The Structure uses the WTF suspension system. Cheekily standing for ‘Without Telescoping Fork’. The whole bike features 150mm of travel, front and rear and Structure touts the benefit of a linkage fork in many ways: a slackening head angle through the trael, a lack of fork stiction and a consistent trail measurement (and a slackening head angle) through the fork’s travel.

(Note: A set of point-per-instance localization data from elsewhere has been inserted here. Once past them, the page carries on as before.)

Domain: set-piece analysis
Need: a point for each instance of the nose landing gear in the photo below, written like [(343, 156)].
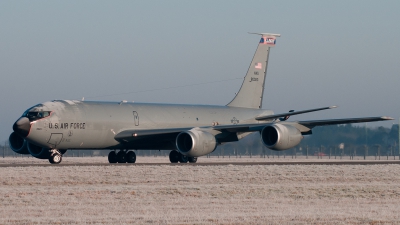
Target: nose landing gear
[(55, 156)]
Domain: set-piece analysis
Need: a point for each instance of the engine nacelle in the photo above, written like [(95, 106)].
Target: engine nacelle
[(18, 144), (195, 143), (280, 136), (38, 152)]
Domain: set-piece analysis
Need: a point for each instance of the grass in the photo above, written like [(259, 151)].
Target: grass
[(287, 194)]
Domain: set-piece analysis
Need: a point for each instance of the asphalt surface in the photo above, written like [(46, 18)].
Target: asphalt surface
[(355, 162)]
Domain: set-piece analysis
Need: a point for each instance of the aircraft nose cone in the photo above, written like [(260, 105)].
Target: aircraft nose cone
[(22, 126)]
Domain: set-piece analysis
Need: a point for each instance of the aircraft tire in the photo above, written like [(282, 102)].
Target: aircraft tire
[(121, 157), (174, 156), (183, 158), (192, 159), (112, 157), (130, 157), (55, 158)]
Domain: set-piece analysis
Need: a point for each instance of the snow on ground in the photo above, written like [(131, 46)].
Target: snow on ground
[(230, 194)]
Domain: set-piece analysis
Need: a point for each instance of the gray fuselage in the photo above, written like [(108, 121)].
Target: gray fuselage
[(93, 125)]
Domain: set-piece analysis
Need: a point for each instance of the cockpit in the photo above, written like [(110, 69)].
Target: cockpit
[(35, 113)]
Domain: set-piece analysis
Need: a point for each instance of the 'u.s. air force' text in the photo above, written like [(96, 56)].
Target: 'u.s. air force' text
[(80, 126)]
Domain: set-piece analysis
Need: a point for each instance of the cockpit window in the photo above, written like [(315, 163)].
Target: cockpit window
[(32, 116)]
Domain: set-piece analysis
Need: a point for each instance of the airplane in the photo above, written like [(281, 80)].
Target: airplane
[(48, 130)]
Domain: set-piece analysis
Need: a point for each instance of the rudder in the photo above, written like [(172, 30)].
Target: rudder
[(251, 92)]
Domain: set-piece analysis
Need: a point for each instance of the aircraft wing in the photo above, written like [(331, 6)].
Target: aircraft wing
[(276, 116), (132, 135), (313, 123), (169, 134)]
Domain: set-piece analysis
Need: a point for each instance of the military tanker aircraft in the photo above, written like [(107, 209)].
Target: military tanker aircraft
[(49, 129)]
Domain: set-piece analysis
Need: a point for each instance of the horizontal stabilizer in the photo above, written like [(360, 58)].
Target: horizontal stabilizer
[(270, 117)]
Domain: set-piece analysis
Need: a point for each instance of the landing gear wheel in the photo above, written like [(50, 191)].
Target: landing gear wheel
[(121, 157), (55, 158), (174, 156), (192, 159), (130, 157), (112, 157), (183, 158)]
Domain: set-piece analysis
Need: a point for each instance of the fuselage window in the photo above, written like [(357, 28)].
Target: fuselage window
[(32, 116)]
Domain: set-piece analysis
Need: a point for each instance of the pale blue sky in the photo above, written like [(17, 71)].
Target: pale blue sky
[(342, 53)]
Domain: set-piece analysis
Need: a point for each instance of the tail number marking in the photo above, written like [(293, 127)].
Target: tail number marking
[(136, 118)]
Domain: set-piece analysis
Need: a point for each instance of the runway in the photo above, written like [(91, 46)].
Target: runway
[(353, 162)]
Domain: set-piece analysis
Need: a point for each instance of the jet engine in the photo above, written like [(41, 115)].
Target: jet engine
[(18, 144), (280, 136), (194, 143)]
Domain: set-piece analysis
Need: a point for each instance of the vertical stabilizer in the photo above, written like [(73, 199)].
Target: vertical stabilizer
[(251, 92)]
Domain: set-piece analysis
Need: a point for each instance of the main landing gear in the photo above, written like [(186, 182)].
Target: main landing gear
[(122, 156), (175, 157), (56, 156)]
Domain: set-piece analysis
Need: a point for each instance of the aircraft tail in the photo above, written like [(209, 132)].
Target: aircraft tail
[(251, 92)]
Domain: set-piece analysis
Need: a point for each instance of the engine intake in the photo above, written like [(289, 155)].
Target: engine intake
[(18, 144), (280, 136), (195, 143)]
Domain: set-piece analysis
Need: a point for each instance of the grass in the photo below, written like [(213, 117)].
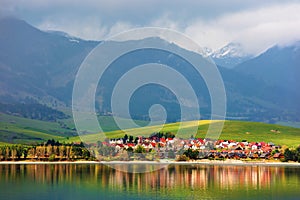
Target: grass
[(15, 129), (235, 130)]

The head angle of the bike becomes 8° slacker through the fork’s 150mm travel, while also resisting brake dive. Structure reckons that the bike will be easier to steer under braking too, as there aren’t any suspension bushings to bind and the whole thing moves on bearings. These are many of the benefits that other linkage forks tout, like Trust and Motion Ride and it also shares the visual challenges that those forks face. However, here the quirky fork is part and parcel of the whole frame, like the old (but popular at the time) Whyte PRST-1, so you’re committed to the whole bike and not just a fork – there’s no chance a regular fork will slot in here.
The company had a few Structure full suspension bikes to hand at the Sea Otter and there was a steady stream of interested and intrigued punters lining up for a squish. The company also had some racers out on the courses, earning some respectable results in the downhill and dual slalom. And the prototypes have been seen in the wild in Whistler and other venues for the last half-dozen years…
We’ll leave this bold quote from the brochure here:
“The SCW 1 not only revolutionizes mountain bike design with enhanced linkage fork suspension, but creates huge performance advantages that the industry has not seen since Gary Fisher launched the RS-1 almost 30 years ago. The WTB front suspension platform solves performance issues inherent to all telescopic suspension forks, while the SCW 1 offers enhanced stability, reduced dive, improved braking performance, and unparalleled bumpt handling”
Bold claims indeed… Especially with a frame/fork price of US$5995 and an all-up top spec of a cool ten grand. However…
…Structure Cycleworks seems prepared for the usual disbelief and questions and its FAQs include answers to the likes of ‘Why now’, ‘Is a linkage bike reliable?’, ‘Why not a 29er?’
(‘The time is right’, ‘yes’ and ‘stay tuned’ are the answers apparently)
With much made of the pedigree of the designers (who ‘have designed and manufactured some of the most highly reviewed and loved bikes in the world for decades’) there’s a lot to live up to, but it seems that the company has done its research into the bikes and is ready to start cranking up the machines. There’s a comprehensive-looking (though non-transferable) lifetime warranty policy on frame parts and bearings for the original owner and Structure seem keen to work through bike shops, though direct sales are possible too.
So, what do you reckon? About time someone did a decent, integrated linkage frame again? Or should we just stick with what we know?